I think one way to solve it is by considering the conjugation of $a$ and $a^{-1}$ using $g \in G$. That is, $a^g=gag^{-1}$ and $(a^{-1})^g= ga^{-1}g^{-1}$. Then, if $n$ is the order of $a$ we have $(a^g)^n=e$; since,
$(a^g)^n=gag^{-1} gag^{-1} \cdots g^{-1} gag^{-1} =$ $= gaegaea \cdots ag^{-1} =ga^ng^{-1}=geg^{-1}=e$
and $((a^{-1})^g)^n=e$; since,
$((a^{-1})^g)^n=ga^{-1}g^{-1}ga^{-1}g^{-1} \cdots g^{-1}ga^{-1}g^{-1}= ga^{-1}ea^{-1}e\cdots a^{-1}g^{-1}= g(a^{n})^{-1}=geg^{-1}=e$
Therefore, $|a|=|a^{-1} |$. I am right?
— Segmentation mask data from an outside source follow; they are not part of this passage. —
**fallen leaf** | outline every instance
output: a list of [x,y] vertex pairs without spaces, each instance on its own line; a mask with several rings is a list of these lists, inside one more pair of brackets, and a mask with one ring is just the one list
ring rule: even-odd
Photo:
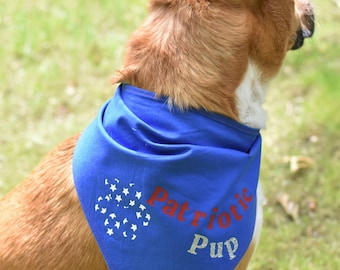
[[277,195],[277,201],[290,218],[294,221],[299,220],[299,206],[290,199],[287,193],[279,193]]
[[311,168],[315,165],[314,159],[306,156],[286,156],[283,161],[289,163],[290,172],[296,174],[303,169]]

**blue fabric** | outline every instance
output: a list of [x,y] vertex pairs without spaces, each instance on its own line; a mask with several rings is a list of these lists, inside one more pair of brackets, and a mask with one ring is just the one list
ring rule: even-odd
[[254,231],[259,130],[120,85],[73,158],[110,269],[234,269]]

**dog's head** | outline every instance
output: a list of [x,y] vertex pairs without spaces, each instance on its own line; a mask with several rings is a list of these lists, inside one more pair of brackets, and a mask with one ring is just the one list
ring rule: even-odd
[[249,63],[266,84],[313,31],[310,0],[151,0],[114,82],[238,119],[235,92]]
[[[226,1],[228,2],[228,1]],[[303,46],[314,33],[314,10],[310,0],[233,0],[243,3],[252,15],[250,57],[271,79],[288,50]]]
[[298,30],[296,31],[295,43],[291,48],[292,50],[299,49],[302,47],[305,38],[313,36],[315,17],[311,1],[296,1],[295,15],[299,23]]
If not, how else can I do it?
Suppose $a\neq e$ (the result is obvious if $a=e$)
$aa^{-1}=a^{-1}a=e$ implies that $e=(aa^{-1})^=a^n(a^{-1})^n$.
Let $N(a)$ the set of positive integers such that $a^n=e$.
Suppose that $a^n=e$, we deduce that $a^n(a^{-1})^n=(a^{-1})^n=e$.
Suppose that $(a^{-1})^n=e, a^n(a^{-1})^n=a^n=e$ we deduce that $N(a)=N(a^{-1})$, since $ord(a)$ is the smallest element of $N(a)$, $a$ and $a^{-1}$ have the same order.